Kathy (Hong Chau) and her son, Cody (Lucas Jaye), have come to the small town where Kathy’s estranged sister lived–mostly as a hoarder and a hermit–until her recent death. The task set before Kathy is to clean out her sister’s dank and cluttered house on a leafy, exurban road with no sidewalks and get the place onto the market. The job takes longer than planned but, while Kathy becomes frustrated, young Cody strikes up a genial accord with Del (Brian Dennehy), the crusty but benign Korean war veteran who lives next door.

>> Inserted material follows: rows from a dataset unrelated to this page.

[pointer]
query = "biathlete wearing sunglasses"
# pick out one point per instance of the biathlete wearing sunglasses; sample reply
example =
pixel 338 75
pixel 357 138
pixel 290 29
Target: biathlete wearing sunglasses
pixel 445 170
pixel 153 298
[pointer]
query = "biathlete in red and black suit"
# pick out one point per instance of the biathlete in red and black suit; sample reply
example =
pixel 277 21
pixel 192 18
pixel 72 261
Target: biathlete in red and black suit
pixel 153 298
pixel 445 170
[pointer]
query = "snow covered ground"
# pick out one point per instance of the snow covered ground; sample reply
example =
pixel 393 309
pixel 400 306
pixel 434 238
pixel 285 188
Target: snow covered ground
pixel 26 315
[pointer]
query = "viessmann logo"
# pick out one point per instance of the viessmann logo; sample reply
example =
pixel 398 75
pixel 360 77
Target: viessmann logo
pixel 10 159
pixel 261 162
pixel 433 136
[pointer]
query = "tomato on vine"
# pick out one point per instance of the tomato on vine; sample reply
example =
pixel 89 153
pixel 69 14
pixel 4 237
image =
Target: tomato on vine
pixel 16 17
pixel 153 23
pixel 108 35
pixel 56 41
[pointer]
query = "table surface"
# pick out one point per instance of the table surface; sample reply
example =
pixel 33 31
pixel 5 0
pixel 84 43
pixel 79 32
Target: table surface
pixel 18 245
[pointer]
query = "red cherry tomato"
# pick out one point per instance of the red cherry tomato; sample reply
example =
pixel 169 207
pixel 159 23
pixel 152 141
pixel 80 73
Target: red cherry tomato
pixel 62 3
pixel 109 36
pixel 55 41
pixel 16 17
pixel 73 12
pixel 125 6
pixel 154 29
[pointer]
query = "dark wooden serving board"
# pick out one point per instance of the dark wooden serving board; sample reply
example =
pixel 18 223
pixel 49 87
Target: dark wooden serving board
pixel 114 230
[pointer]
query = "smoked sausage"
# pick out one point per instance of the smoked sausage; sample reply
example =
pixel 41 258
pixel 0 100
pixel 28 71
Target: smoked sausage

Dennehy passed away earlier this year. He’s reportedly got a few more performances in the can awaiting release but you need look no further than Driveways for evidence of his relaxed yet remarkable presence and talent. Del’s easy rapport with Cody elevates both actors’ work, yet Dennehy lets us see, just behind his eyes, the unresolved parts of Del’s past and the uncertainty about his future. Meanwhile, Chau, whose film work in Inherent Vice and Downsizing has tended toward the delightfully exaggerated, returns to the interiority and sincerity she displayed on HBO’s Treme. Ahn fills in the edges of his little ecosystem with turns from stalwart character actors Christine Ebersole and Jerry Adler.
Cinematographer Ki Jin Jim also makes a welcome return from Spa Night. Like Ahn, he prioritizes the characters; many of his shots are deceptively simple-looking portraiture. But there’s also a motif of people looking left or right into a frame devoid of others, implying that, whether they acknowledge it or not, they’re facing off against the encroachment of the unknown. In one of the most quietly stunning shots in the film, Chau stands at the top of her sister’s driveway, looking at nothing until a rented roll-off dumpster, being unloaded from a delivery truck, glides slowly, imposingly toward her from the other side of the screen.
That shot is actually implied to be from the perspective of Del’s front porch, suggesting that–even in this isolated, scary moment–Kathy is not as alone as she thinks she is. Ahn is not pollyannaish about the the kindness of neighbors. Del acknowledges with a heavy heart that life for his lesbian daughter (Samantha Jones) “wasn’t easy … in this town.” But Driveways believes in the potential and the responsibility of neighborliness.
In the film’s most potentially sappy but ultimately rewarding sequence, Kathy throws Cody a birthday party at a rollerskating rink to which none of the invited local kids shows up. The one friend who does arrive is Del, adorably shuffling past the arcade games bearing a present. With the octogenarian not about to strap on skates any time soon, the trio decide to relocate to bingo night at the VFW hall. In Driveways, it’s not the places you go that give life joy and meaning. It’s the people with whom you share those places.